O'Reilly logo
live online training icon Live Online training

Modern real-time streaming architectures

Arun Kejariwal
Karthik Ramasamy

Across diverse segments in industry, there has been a shift in focus from big data to fast data, stemming from both the deluge of high-velocity data streams and the need for instant data-driven insights. It's now critical to mine business insights from data streams in a robust and timely fashion, which requires a highly available, reliable, and performant end-to-end stream processing system.

Join Karthik Ramasamy and Arun Kejariwal to explore state-of-the-art streaming systems and their deployment in production at internet scale. Karthik and Arun walk you through the different types of analysis carried out on data streams and lead a deep dive into commonly used algorithms (also referred to as data sketches) for each. You'll discover the typical challenges in modern real-time big data platforms and learn how to address them. Along the way, Karthik and Arun explain how advances in technology might impact the streaming architectures and applications of the future, investigate the interplay between storage and stream processing, and speculate about future developments.

What you'll learn-and how you can apply it

By the end of this live, online course, you’ll understand:

  • The various facets of a stream processing pipeline
  • The types of analysis that can be carried out on data streams
  • Commonly used algorithms for analyzing your data streams

And you’ll be able to:

  • Determine and use the stream processing framework best suited to your needs
  • Carry out analysis on data streams

This training course is for you because...

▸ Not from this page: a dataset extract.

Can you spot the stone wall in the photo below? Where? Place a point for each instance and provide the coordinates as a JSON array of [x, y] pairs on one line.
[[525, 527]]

  • You're an analyst with a background in marketing who needs to mine inbound data streams to guide decision making.
  • You're an engineer who has been tasked with building a stream processing pipeline for inbound data streams.

Prerequisites

  • A basic understanding of working with data
  • Familiarity with Java or Scala (useful but not required)

Recommended preparation:

An Introduction to Time Series with Team Apache (video)

About your instructor

  • Arun Kejariwal is a statistical learning principal at Machine Zone (MZ), where he leads a team of top-tier researchers and works on research and development of novel techniques for install and click fraud detection and assessing the efficacy of TV campaigns and optimization of marketing campaigns. In addition, his team is building novel methods for bot detection, intrusion detection, and real-time anomaly detection. Previously, Arun worked at Twitter, where he developed and open-sourced techniques for anomaly detection and breakout detection. His research includes the development of practical and statistically rigorous techniques and methodologies to deliver high-performance, availability, and scalability in large-scale distributed clusters. Some of the techniques he helped develop have been presented at international conferences and published in peer-reviewed journals.

  • Karthik Ramasamy is the engineering manager and technical lead for Real Time Analytics at Twitter. He has two decades of experience working in parallel databases, big data infrastructure and networking. He cofounded Locomatix, a company that specializes in real timestreaming processing on Hadoop and Cassandra using SQL that was acquired by Twitter. Before Locomatix, he had a brief stint with Greenplum where he worked on parallel query scheduling. Greenplum was eventually acquired by EMC for more than $300M. Prior to Greenplum, Karthik was at Juniper Networks where he designed and delivered platforms, protocols, databases and high availability solutions for network routers that are widely deployed in the Internet. Before joining Juniper at University of Wisconsin, he worked extensively in parallel database systems, query processing, scale out technologies, storage engine and online analytical systems. Several of these research were spun as a company later acquired by Teradata. He is the author of several publications, patents and one of the best selling book “Network Routing: Algorithms, Protocols and Architectures.” He has a Ph.D. in Computer Science from UW Madison with a focus on databases.

Schedule

The timeframes are only estimates and may vary according to how the class is progressing

  • Overview of real-time streaming (10 minutes)
  • Messaging (20 minutes)
  • Operations (20 minutes)
  • Break (10 minutes)
  • Data sketches (50 minutes)
  • Break (10 minutes)
  • Storage (20 minutes)
  • Unification (20 minutes)
  • Wrap-up and Q&A (20 minutes)